Signals to observe during the first meeting with the transferor
Certain elements can alert you positively or negatively:
✅ Best practices:
- The transferor provides you with clear and precise answers;
- He is open about the company's situation (strengths and weaknesses);
- He shows a real desire to transfer the business under good conditions.
⚠️ Warning signs:
- The transferor remains evasive or refuses certain subjects;
- The atmosphere in the company seems tense;
- Documents are difficult to obtain;
- The seller does not seem really keen to sell.
After the meeting: what to do?
If the first meeting with the seller went well and you remain interested, here are the next steps:
1. Make a quick return
Within 10 to 15 days of the meeting, it is recommended that you express your interest or withdrawal from the process. Reasonable feedback is appreciated and demonstrates your professionalism.
2. Prepare an indicative purchase offer
If you wish to go further, you will need to make a non-binding offer, often called a Letter of Intent (LAW). It must include:
- An indicative purchase price;
- Financing arrangements;
- Payment terms;
- A resumption date is being considered.
A period of 3 to 4 weeks is generally allowed to submit this offer.
3. Initiate the Due Diligence phase
If the offer is accepted, a thorough verification phase (Due Diligence) is launched. It will allow the information transmitted to be confirmed or not and any potential blocking points to be identified.
Strategic advice: Don't get eliminated too early
Always keep in mind that other buyers may be in the running. The goal of this initial meeting with the seller is to avoid being excluded from the process.
Demonstrate that you are a serious, organized partner capable of seeing the project through to completion.
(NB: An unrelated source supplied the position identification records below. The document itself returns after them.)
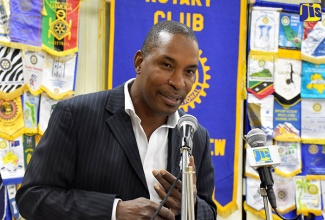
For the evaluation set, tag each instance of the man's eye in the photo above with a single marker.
(190, 72)
(167, 65)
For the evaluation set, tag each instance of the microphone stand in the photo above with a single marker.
(187, 205)
(268, 210)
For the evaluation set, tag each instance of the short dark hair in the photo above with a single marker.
(172, 27)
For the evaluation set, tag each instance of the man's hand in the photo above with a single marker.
(141, 208)
(166, 180)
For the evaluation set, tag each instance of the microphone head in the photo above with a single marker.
(256, 138)
(187, 119)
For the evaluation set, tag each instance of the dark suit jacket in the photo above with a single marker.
(88, 156)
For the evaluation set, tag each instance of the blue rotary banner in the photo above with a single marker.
(216, 97)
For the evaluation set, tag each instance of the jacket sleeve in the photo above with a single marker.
(47, 190)
(205, 207)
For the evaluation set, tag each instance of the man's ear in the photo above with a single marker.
(138, 58)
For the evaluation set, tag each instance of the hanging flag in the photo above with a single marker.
(264, 31)
(11, 118)
(11, 73)
(313, 44)
(308, 196)
(260, 74)
(284, 190)
(312, 80)
(260, 114)
(33, 66)
(291, 31)
(286, 121)
(59, 76)
(312, 121)
(29, 144)
(12, 161)
(313, 161)
(30, 107)
(4, 20)
(290, 154)
(287, 80)
(60, 27)
(25, 23)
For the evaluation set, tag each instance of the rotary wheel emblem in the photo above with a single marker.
(60, 28)
(8, 110)
(33, 59)
(313, 149)
(5, 64)
(282, 194)
(200, 84)
(25, 5)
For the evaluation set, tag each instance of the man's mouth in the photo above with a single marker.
(171, 100)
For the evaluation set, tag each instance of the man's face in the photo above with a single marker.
(167, 73)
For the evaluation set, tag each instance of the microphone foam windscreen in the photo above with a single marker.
(256, 138)
(187, 119)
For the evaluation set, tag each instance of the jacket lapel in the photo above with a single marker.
(121, 126)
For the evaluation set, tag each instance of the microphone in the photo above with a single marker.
(187, 125)
(263, 158)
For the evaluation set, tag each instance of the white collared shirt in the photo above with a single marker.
(153, 153)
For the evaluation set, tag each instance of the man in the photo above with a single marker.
(115, 154)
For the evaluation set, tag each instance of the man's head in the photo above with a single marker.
(166, 67)
(172, 27)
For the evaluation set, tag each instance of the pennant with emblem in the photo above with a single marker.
(313, 44)
(260, 114)
(290, 154)
(313, 80)
(286, 122)
(264, 29)
(313, 121)
(29, 144)
(31, 106)
(33, 67)
(260, 74)
(47, 105)
(291, 31)
(25, 24)
(287, 79)
(59, 76)
(250, 171)
(313, 159)
(4, 20)
(322, 182)
(12, 190)
(285, 194)
(308, 196)
(12, 160)
(11, 119)
(3, 201)
(11, 73)
(60, 27)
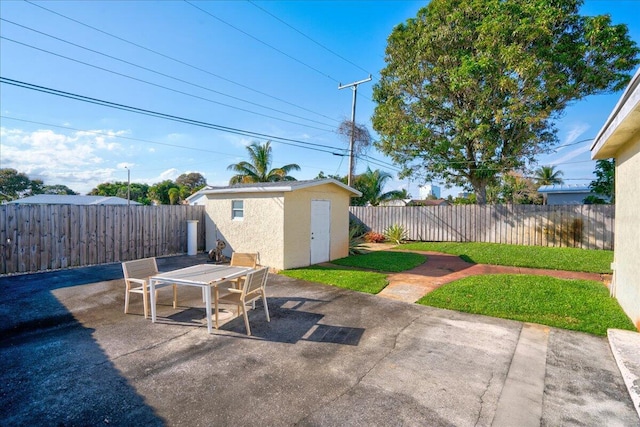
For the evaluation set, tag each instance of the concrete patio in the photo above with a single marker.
(70, 356)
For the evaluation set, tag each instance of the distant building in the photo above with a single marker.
(199, 197)
(428, 190)
(429, 202)
(413, 202)
(565, 194)
(64, 199)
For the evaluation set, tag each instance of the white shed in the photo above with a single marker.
(289, 223)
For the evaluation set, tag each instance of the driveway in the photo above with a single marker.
(329, 356)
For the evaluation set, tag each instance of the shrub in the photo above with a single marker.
(356, 227)
(355, 243)
(396, 233)
(373, 237)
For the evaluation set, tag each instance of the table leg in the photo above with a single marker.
(207, 297)
(152, 288)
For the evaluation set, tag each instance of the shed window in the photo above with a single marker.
(237, 209)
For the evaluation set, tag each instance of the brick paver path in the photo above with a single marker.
(411, 285)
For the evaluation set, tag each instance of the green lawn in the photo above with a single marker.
(387, 261)
(361, 281)
(570, 259)
(579, 305)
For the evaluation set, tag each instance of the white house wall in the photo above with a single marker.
(627, 226)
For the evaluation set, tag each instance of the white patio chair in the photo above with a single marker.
(136, 279)
(253, 288)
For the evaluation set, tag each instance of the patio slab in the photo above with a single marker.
(328, 357)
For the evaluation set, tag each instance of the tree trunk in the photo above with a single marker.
(480, 188)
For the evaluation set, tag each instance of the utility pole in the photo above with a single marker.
(128, 186)
(354, 87)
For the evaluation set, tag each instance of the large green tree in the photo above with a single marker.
(138, 192)
(192, 182)
(57, 189)
(548, 175)
(472, 87)
(604, 184)
(258, 168)
(371, 185)
(14, 185)
(162, 192)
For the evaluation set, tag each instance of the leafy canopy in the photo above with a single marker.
(257, 169)
(471, 87)
(16, 185)
(548, 175)
(604, 184)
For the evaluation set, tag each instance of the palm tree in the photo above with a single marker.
(370, 184)
(548, 175)
(257, 169)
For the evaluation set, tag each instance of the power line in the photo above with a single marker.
(261, 41)
(151, 113)
(158, 85)
(308, 37)
(150, 70)
(178, 60)
(95, 132)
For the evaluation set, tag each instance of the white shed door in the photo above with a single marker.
(320, 230)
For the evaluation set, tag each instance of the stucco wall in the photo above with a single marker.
(297, 234)
(627, 243)
(261, 230)
(566, 198)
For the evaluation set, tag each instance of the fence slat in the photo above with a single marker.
(589, 226)
(44, 237)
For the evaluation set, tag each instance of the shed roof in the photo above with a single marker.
(623, 122)
(64, 199)
(273, 187)
(564, 188)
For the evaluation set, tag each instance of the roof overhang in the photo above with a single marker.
(622, 124)
(282, 187)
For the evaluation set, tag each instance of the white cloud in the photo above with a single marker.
(171, 174)
(75, 159)
(576, 131)
(570, 155)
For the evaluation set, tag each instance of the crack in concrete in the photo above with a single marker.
(149, 347)
(362, 377)
(482, 398)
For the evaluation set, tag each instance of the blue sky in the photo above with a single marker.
(267, 67)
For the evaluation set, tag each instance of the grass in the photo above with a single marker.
(388, 261)
(361, 281)
(570, 259)
(578, 305)
(370, 282)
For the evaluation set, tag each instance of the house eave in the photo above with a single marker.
(623, 123)
(286, 186)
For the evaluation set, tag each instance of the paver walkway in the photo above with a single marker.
(411, 285)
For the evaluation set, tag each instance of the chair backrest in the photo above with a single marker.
(140, 268)
(243, 260)
(256, 280)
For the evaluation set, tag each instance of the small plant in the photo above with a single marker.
(395, 233)
(355, 242)
(373, 237)
(356, 227)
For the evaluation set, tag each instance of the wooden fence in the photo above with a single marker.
(580, 226)
(45, 237)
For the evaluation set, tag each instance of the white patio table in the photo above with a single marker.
(204, 276)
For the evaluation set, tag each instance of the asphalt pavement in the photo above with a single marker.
(329, 357)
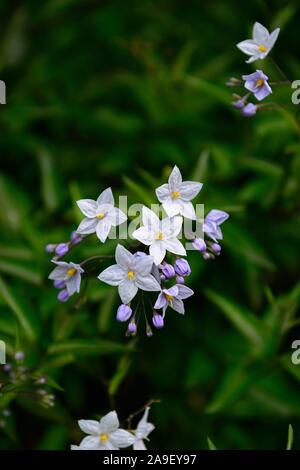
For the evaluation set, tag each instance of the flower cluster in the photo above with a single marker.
(106, 434)
(257, 83)
(158, 259)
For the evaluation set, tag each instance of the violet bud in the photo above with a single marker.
(199, 244)
(158, 321)
(59, 284)
(19, 356)
(168, 271)
(63, 295)
(182, 267)
(249, 110)
(62, 249)
(124, 312)
(180, 280)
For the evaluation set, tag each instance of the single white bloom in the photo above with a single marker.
(261, 44)
(173, 297)
(104, 434)
(101, 215)
(160, 235)
(70, 273)
(130, 274)
(176, 195)
(142, 431)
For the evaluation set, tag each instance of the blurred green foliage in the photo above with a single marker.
(103, 93)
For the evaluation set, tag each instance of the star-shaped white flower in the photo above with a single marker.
(212, 222)
(142, 431)
(173, 297)
(104, 434)
(261, 44)
(130, 274)
(101, 215)
(70, 273)
(176, 195)
(160, 235)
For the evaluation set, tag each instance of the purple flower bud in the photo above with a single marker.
(239, 104)
(182, 267)
(216, 248)
(62, 249)
(199, 244)
(158, 321)
(59, 284)
(19, 356)
(63, 295)
(168, 271)
(180, 280)
(124, 312)
(132, 327)
(249, 110)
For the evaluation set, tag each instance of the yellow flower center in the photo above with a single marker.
(71, 272)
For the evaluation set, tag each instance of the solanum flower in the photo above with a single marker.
(160, 235)
(104, 434)
(101, 215)
(176, 195)
(142, 431)
(173, 297)
(70, 273)
(212, 222)
(257, 82)
(261, 44)
(130, 274)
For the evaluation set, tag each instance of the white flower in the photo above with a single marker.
(70, 273)
(177, 194)
(211, 224)
(130, 274)
(160, 235)
(101, 215)
(173, 297)
(261, 44)
(104, 434)
(142, 431)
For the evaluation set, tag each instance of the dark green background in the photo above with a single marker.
(114, 93)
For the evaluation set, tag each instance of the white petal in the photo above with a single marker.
(127, 290)
(112, 275)
(157, 251)
(116, 217)
(89, 426)
(87, 225)
(150, 220)
(189, 190)
(106, 197)
(174, 246)
(163, 192)
(109, 423)
(147, 283)
(143, 235)
(88, 207)
(123, 257)
(175, 180)
(103, 229)
(260, 34)
(122, 438)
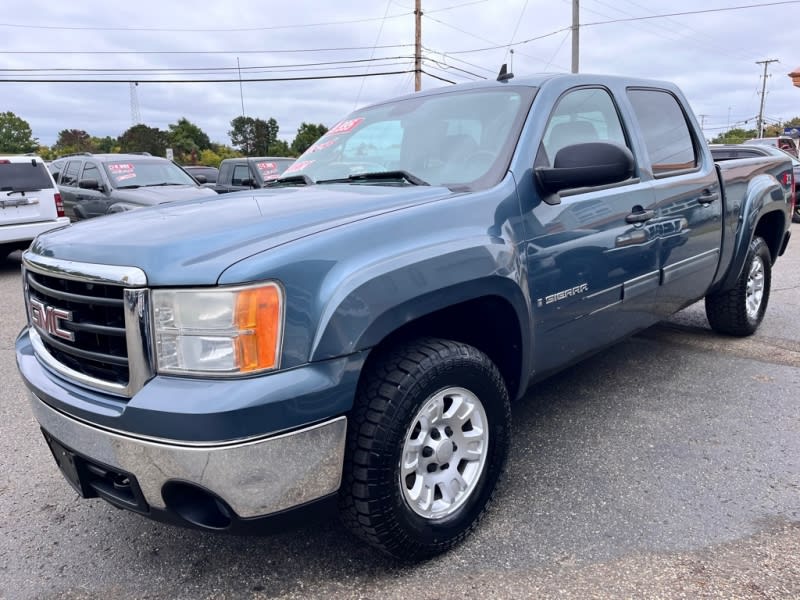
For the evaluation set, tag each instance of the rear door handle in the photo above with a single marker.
(640, 216)
(707, 197)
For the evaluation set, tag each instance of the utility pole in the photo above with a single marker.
(418, 45)
(575, 35)
(763, 95)
(241, 93)
(136, 115)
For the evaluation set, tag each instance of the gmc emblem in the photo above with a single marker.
(49, 318)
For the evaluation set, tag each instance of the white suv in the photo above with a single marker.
(29, 202)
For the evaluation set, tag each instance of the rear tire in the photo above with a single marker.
(427, 443)
(739, 311)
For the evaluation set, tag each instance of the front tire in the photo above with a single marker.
(427, 443)
(739, 311)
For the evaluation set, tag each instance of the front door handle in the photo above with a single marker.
(640, 216)
(707, 197)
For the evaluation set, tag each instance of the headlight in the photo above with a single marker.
(218, 331)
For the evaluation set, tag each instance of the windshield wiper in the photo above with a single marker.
(20, 191)
(397, 175)
(290, 180)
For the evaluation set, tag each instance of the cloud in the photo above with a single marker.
(712, 56)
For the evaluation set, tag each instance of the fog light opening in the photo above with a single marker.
(197, 505)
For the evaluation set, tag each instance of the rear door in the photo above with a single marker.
(27, 191)
(688, 198)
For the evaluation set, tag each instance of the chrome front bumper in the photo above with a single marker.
(256, 477)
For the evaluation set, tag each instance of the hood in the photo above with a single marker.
(191, 243)
(150, 196)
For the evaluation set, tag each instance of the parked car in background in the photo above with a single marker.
(249, 173)
(783, 142)
(92, 185)
(722, 152)
(29, 202)
(202, 173)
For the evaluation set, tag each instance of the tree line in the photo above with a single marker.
(250, 136)
(737, 135)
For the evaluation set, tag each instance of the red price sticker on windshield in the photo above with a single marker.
(267, 168)
(345, 126)
(322, 145)
(297, 166)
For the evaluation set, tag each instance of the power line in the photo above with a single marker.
(259, 79)
(691, 12)
(200, 30)
(254, 68)
(190, 52)
(372, 53)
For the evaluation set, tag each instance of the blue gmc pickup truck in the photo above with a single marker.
(352, 336)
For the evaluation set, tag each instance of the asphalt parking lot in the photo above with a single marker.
(665, 467)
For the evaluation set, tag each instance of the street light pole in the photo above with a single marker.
(575, 35)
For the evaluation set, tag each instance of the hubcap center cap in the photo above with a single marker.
(444, 452)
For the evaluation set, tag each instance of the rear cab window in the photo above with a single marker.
(24, 176)
(69, 176)
(666, 132)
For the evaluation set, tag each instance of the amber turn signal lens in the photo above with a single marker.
(258, 319)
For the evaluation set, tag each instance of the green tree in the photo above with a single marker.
(307, 134)
(735, 136)
(105, 144)
(280, 148)
(71, 141)
(243, 135)
(16, 136)
(187, 140)
(141, 138)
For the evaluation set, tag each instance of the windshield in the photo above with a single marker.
(459, 139)
(146, 172)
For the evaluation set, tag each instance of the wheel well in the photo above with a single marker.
(770, 228)
(488, 324)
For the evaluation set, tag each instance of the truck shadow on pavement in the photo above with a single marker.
(648, 448)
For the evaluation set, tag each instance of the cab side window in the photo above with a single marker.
(90, 171)
(69, 176)
(583, 115)
(666, 131)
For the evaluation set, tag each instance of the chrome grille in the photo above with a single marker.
(97, 323)
(88, 324)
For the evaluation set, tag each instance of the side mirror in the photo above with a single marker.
(586, 165)
(89, 184)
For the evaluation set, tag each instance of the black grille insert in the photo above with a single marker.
(99, 348)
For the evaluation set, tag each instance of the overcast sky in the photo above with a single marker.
(712, 56)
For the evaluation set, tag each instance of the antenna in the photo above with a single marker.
(136, 115)
(504, 74)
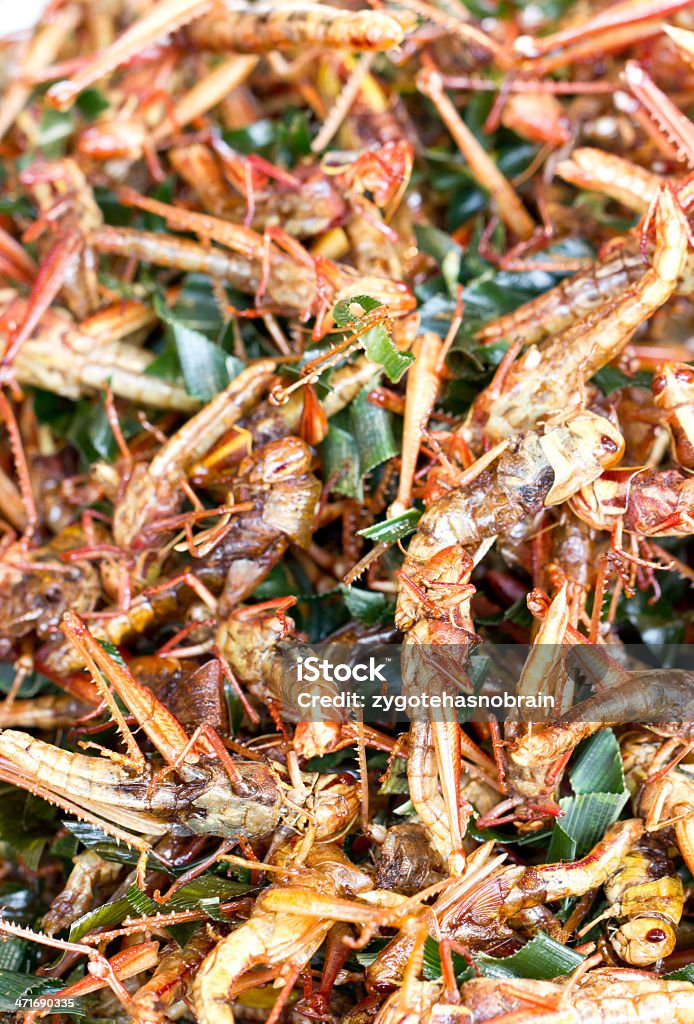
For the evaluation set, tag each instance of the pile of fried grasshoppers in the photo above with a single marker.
(348, 324)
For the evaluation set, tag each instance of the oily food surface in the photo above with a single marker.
(346, 502)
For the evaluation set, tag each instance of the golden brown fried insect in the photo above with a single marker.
(611, 993)
(552, 377)
(647, 899)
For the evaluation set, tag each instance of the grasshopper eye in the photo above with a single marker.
(608, 443)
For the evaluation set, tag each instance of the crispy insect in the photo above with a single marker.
(153, 489)
(515, 479)
(482, 908)
(282, 932)
(674, 392)
(647, 898)
(124, 795)
(258, 28)
(611, 993)
(552, 377)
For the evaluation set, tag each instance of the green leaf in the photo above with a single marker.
(431, 968)
(55, 127)
(12, 953)
(106, 915)
(113, 652)
(610, 378)
(377, 342)
(395, 782)
(91, 102)
(598, 767)
(15, 986)
(338, 454)
(684, 974)
(373, 430)
(446, 252)
(367, 606)
(203, 363)
(99, 841)
(25, 825)
(205, 893)
(390, 530)
(587, 818)
(541, 958)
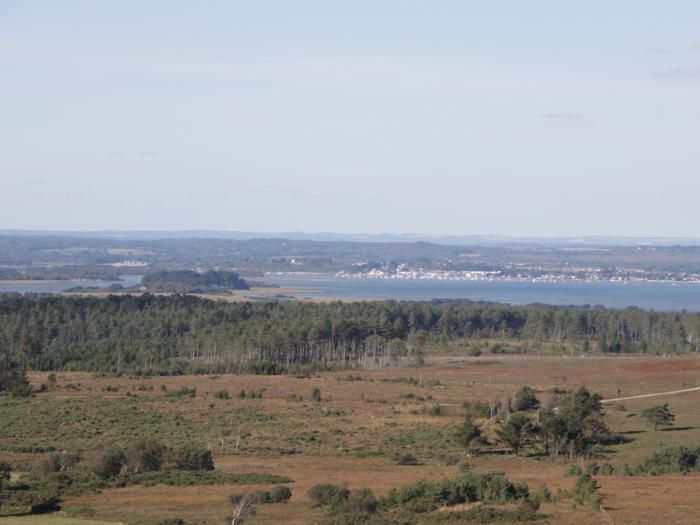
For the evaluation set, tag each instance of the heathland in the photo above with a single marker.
(179, 410)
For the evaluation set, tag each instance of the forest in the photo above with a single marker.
(191, 281)
(176, 334)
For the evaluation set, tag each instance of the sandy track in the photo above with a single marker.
(654, 394)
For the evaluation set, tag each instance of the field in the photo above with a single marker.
(352, 435)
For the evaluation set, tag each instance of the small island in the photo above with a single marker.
(188, 281)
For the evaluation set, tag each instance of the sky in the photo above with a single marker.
(538, 118)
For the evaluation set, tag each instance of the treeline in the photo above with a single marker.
(188, 280)
(175, 334)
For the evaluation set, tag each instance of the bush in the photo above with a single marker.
(280, 494)
(145, 455)
(573, 470)
(191, 457)
(327, 493)
(607, 469)
(424, 496)
(671, 460)
(58, 462)
(586, 490)
(525, 399)
(202, 477)
(361, 501)
(108, 464)
(406, 459)
(183, 391)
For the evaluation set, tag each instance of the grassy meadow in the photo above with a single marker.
(351, 427)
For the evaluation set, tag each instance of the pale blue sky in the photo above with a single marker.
(545, 118)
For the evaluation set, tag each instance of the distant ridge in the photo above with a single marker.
(457, 240)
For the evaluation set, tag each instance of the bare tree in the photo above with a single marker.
(241, 508)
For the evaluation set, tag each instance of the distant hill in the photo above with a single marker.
(451, 240)
(189, 281)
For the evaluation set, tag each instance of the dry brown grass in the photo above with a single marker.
(373, 407)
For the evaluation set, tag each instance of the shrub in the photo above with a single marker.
(592, 468)
(573, 470)
(108, 464)
(191, 457)
(145, 455)
(361, 501)
(477, 409)
(607, 469)
(525, 399)
(406, 459)
(424, 496)
(586, 490)
(658, 415)
(280, 494)
(434, 409)
(183, 391)
(327, 493)
(670, 460)
(58, 462)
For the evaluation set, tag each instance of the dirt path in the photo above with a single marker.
(655, 394)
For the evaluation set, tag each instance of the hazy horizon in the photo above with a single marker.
(544, 119)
The transferor's trust is a key factor in moving forward.
Conclusion: the first meeting with the transferor, a decisive step
A successful first meeting with the seller is about more than just asking questions. It's about establishing a constructive dialogue, gaining the seller's trust, and laying the foundation for a successful business takeover.
As a buyer, you must be curious, respectful, strategic, and compassionate. Proper preparation, an open stance, and the ability to adapt to the seller's approach will make all the difference.
Remember: this meeting is often the gateway to a life project, for you as well as for the transferor. It therefore deserves your full attention.